# Computer in a Desk



## Gizmo

So I really want to remove clutter of having a huge box next to me, and would really love a "computer in a desk"

This is what I am looking for really. I think this is really the way forward.. I am willing to pay a talented individual for this kind of work  

Anybody have these Talents? Would probably want to because I am sure Sharri would like one too.

Reactions: Like 2 | Agree 1


----------



## Gizmo



Reactions: Winner 1


----------



## Silver

Wow, @Gizmo - that is Radical!
I like that a lot!
I suppose that also allows for more space for the internal components


----------



## Gizmo

Yes it does, but that's not my focus for wanting it. I just think it looks soo neat

Reactions: Agree 2


----------



## Rowan Francis

I do love those ...


----------



## Raslin

Being wanting to build one of those for a while now. I think its going to be my 2015 project.

Reactions: Like 1


----------



## free3dom

Very nice! It would just need some decent cooling (luckily there is more than enough space) or that top is gonna get uncomfortably warm


----------



## Marzuq

that is sick!! i doubt id ever leave my desk if it looked like that. its perfectly designed to suit your every OCD need.
will likely cost a small fortune to have it designed and built tho. beautiful


----------



## BhavZ

Man oh man that is gorgeous

where do I sign up?

Reactions: Like 1


----------



## Gizmo

So i am still wanting for this to be done. However, I came accross this

http://www.landmarkpc.co.za/store/lianli-dk02-black-eatx-chassis-p-12653.html




What you guys think?


----------



## Rob Fisher

Love the idea that you can pack it with techie stuff... but they are as UGLY as sin!


----------



## Gizmo

Rob Fisher said:


> Love the idea that you can pack it with techie stuff... but they are as UGLY as sin!
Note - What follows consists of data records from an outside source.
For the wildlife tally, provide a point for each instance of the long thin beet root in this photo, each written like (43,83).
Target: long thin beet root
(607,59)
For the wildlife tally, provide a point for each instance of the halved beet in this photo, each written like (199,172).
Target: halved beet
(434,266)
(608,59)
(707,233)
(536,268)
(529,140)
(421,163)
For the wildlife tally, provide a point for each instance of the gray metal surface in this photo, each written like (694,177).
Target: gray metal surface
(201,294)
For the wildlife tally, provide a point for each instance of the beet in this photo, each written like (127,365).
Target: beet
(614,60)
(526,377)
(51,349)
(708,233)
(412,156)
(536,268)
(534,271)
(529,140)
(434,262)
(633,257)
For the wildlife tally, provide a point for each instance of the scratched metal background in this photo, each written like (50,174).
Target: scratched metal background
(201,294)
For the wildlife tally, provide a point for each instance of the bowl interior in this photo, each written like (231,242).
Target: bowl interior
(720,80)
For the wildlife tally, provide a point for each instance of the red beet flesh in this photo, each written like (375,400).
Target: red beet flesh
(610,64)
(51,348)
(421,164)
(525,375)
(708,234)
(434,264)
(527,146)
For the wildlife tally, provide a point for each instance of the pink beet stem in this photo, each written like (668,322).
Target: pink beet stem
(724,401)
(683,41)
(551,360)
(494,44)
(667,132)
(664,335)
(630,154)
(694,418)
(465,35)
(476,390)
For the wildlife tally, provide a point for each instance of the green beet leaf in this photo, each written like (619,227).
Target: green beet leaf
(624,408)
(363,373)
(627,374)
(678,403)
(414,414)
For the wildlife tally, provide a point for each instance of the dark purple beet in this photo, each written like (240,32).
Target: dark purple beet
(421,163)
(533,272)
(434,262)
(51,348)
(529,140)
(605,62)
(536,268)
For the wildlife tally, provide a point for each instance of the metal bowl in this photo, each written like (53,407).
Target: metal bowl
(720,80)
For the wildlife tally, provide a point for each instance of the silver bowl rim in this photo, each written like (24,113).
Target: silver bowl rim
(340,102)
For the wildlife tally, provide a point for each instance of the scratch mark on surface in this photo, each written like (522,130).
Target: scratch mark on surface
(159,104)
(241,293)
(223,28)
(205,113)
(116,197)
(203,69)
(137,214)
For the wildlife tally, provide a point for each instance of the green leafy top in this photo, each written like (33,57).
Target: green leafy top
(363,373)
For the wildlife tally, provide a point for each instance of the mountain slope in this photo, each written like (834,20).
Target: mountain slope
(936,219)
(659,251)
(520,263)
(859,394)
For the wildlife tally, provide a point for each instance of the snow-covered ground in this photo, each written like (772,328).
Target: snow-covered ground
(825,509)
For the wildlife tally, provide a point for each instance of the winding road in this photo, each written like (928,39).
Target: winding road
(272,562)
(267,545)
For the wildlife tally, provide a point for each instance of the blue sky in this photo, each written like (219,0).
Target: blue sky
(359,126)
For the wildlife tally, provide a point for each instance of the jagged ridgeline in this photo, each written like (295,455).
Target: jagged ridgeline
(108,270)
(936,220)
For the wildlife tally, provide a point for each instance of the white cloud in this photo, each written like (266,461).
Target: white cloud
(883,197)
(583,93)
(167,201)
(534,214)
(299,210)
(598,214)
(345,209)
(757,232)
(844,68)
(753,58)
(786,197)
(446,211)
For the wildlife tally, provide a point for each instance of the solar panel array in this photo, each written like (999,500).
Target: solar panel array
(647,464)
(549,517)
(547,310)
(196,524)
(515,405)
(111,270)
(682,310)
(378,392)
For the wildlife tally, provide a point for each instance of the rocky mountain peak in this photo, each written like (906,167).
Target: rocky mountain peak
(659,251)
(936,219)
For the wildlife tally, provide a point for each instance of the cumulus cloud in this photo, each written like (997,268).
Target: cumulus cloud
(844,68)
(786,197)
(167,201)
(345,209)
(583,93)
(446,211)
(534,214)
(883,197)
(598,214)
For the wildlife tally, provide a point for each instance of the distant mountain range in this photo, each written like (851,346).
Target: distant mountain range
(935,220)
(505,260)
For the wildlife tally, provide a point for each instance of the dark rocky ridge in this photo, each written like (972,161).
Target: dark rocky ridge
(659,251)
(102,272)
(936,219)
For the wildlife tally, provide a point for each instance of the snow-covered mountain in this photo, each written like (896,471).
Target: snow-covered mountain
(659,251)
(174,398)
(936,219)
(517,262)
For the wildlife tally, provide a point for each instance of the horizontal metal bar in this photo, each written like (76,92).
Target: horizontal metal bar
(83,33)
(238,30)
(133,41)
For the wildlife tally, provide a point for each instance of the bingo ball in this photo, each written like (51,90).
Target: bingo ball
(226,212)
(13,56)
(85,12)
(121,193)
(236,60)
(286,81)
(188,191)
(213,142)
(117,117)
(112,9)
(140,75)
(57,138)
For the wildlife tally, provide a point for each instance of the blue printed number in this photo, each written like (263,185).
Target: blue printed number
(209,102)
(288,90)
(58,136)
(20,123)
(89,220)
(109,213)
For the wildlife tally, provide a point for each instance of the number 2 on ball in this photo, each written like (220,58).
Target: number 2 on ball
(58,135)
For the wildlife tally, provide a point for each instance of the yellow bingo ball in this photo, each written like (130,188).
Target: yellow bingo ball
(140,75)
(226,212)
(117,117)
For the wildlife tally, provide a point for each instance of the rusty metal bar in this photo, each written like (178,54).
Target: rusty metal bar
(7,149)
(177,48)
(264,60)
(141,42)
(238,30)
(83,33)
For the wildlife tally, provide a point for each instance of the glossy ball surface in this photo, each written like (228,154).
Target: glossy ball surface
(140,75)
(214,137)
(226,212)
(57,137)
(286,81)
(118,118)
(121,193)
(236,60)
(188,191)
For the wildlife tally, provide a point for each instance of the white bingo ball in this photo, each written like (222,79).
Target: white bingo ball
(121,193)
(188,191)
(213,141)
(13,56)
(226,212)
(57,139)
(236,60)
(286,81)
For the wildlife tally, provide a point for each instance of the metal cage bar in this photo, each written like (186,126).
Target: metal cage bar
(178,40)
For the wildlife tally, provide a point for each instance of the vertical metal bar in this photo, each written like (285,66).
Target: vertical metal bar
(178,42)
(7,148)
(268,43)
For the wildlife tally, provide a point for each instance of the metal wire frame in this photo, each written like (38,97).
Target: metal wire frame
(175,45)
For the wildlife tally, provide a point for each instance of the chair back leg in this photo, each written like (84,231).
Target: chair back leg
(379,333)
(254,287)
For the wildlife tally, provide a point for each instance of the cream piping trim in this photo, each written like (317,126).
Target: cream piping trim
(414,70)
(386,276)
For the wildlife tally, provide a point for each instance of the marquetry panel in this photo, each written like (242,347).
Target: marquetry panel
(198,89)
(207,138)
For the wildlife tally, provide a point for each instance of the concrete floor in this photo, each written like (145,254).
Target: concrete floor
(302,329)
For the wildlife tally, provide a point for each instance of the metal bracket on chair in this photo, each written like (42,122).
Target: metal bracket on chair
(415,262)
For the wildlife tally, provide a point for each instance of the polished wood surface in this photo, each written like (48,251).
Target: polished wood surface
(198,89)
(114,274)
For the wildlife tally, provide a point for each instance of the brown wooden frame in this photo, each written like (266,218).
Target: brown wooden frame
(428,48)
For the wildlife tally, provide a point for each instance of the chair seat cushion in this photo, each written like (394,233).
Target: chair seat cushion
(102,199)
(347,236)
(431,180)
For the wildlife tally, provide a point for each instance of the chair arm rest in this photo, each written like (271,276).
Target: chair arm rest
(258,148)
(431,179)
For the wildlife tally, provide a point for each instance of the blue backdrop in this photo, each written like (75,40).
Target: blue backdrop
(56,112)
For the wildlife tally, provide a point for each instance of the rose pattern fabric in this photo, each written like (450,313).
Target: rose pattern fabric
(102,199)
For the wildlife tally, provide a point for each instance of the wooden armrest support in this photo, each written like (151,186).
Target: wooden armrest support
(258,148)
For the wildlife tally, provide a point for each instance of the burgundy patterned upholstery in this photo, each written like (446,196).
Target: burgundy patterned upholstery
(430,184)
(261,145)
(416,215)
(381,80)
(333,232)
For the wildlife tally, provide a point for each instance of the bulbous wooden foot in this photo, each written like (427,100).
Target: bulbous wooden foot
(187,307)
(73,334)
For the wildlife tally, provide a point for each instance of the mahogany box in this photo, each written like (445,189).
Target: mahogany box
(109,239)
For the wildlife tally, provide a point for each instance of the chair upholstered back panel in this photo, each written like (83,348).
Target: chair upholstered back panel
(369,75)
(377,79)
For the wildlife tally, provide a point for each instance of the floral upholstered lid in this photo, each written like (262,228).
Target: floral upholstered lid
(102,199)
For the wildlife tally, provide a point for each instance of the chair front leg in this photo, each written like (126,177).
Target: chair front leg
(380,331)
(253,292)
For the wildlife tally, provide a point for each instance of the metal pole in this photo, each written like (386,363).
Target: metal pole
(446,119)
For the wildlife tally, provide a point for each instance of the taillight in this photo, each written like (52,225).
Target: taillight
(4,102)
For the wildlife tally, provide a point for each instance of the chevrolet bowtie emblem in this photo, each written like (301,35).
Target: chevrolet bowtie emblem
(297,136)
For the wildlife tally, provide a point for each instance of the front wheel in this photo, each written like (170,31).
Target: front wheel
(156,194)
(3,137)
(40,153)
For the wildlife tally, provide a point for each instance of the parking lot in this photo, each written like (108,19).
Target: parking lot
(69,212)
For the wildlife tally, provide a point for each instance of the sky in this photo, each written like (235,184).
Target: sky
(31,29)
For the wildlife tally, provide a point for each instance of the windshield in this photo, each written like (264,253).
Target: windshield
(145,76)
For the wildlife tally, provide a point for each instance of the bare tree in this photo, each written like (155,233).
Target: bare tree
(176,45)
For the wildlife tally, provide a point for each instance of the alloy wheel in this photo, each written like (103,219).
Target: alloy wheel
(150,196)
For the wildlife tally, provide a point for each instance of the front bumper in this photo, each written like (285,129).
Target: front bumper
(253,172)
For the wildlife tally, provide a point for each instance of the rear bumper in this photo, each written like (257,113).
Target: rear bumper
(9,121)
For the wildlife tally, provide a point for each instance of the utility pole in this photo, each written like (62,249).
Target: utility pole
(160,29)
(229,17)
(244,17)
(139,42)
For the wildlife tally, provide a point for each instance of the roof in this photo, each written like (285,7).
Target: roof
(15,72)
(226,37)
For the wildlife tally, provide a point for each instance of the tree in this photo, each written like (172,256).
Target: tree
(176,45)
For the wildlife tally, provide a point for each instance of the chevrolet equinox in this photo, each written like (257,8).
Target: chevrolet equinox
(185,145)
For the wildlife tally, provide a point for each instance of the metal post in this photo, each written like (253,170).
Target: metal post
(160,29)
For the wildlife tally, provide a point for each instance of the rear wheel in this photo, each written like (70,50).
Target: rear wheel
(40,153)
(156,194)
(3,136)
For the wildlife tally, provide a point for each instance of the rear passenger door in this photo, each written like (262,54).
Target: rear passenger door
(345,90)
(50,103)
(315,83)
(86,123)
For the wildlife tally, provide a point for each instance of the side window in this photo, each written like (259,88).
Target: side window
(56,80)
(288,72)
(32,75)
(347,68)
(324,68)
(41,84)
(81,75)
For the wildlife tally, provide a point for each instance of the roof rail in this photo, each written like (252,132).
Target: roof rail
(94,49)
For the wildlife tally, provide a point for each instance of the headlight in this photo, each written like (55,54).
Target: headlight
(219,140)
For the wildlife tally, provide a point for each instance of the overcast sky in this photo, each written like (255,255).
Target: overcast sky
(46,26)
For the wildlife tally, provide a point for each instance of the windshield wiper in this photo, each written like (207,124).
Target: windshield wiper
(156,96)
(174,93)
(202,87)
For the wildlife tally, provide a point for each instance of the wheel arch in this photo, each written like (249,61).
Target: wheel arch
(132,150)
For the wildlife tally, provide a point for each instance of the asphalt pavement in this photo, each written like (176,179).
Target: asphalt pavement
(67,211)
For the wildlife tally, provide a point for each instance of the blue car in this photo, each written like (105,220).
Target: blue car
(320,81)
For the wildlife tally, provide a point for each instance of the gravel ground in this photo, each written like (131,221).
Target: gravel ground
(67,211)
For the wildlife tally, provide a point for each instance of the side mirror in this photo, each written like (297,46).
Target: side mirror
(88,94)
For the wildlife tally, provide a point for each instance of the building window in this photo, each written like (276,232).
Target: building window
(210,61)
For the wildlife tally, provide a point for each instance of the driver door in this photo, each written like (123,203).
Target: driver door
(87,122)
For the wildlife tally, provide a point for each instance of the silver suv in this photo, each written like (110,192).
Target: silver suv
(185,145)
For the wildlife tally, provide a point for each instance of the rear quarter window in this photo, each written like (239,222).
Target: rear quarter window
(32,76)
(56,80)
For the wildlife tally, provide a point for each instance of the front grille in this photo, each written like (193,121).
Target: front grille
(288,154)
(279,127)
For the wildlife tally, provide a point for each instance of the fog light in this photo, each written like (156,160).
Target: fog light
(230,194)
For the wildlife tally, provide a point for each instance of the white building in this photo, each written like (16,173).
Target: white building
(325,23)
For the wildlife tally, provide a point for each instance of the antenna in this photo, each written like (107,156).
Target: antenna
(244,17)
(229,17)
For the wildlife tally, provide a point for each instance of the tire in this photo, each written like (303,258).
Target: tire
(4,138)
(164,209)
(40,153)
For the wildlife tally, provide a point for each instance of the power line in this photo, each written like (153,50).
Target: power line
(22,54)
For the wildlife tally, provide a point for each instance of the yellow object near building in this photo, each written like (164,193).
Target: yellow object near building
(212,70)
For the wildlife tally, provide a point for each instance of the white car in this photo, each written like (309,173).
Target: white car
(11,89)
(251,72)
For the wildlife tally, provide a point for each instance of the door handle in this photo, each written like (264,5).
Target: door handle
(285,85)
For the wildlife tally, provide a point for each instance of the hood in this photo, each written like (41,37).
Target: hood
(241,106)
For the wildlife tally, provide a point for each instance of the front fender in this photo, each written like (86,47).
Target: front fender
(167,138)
Its stunning!! I am still trying to warrant the price though, in my head.. So I may possibly get it.

Reactions: Like 1


----------



## Riddle

@Gizmo I have spoken to a furniture company that I used to work for previously. They said if I can give them specs they will put it together no problem.


----------



## Raslin

I think the ultimate satisfaction would be if you build it yourself to spec, including the pc/pc's inside.

Reactions: Agree 2


----------



## Gizmo

Raslin said:


> I think the ultimate satisfaction would be if you build it yourself to spec, including the pc/pc's inside.



I agree, but I don't have those skills unfortunately. If anyone would like to do this Job for me I am offering R6k


----------



## Raslin

Hmm, tempting I will haves some time on my hands soon . I would consider doing it. Will let you know.

Sent from my S5 while vaping on my Subtank


----------



## Guunie

I used to mod pcs... And I've always wanted to build one of those for a customer...if only I didn't have obligations as a parent to give my family the time they deserve...would have been all over this for you @Gizmo


----------



## Guunie

It's about a weeks worth of work...would you want it made out of metal or wood?


----------



## Xhale

I remember this as a retail product..here's a youtube...by Uk based Scan computers. The monitors rise up out of the desk.
Worth a look for inspiration


----------



## DemonicBunnee

Giz, look up the guy on Carb who built the omega desk, maybe he can sort you out.


----------



## Gizmo

Anyway, I finally got to doing it. I had to return an item and got credit from the supplier and had to pay in tiny a bit to purchase the Lian-Li DK-02X and this is the result.

I didn't use the keyboard and mouse tray not my style. I am super chaffed with this.. Who needs those fugly, space taking cases anyway!

This is the result.

Reactions: Like 5


----------



## Gizmo

I will work on the cable management over time. I would also like to thank @Rowan Francis for helping me for about 7 hours  You are a champion sir.

Reactions: Thanks 1


----------



## Andre

That is so cool! Enjoy.


----------



## gertvanjoe

That looks awesome


----------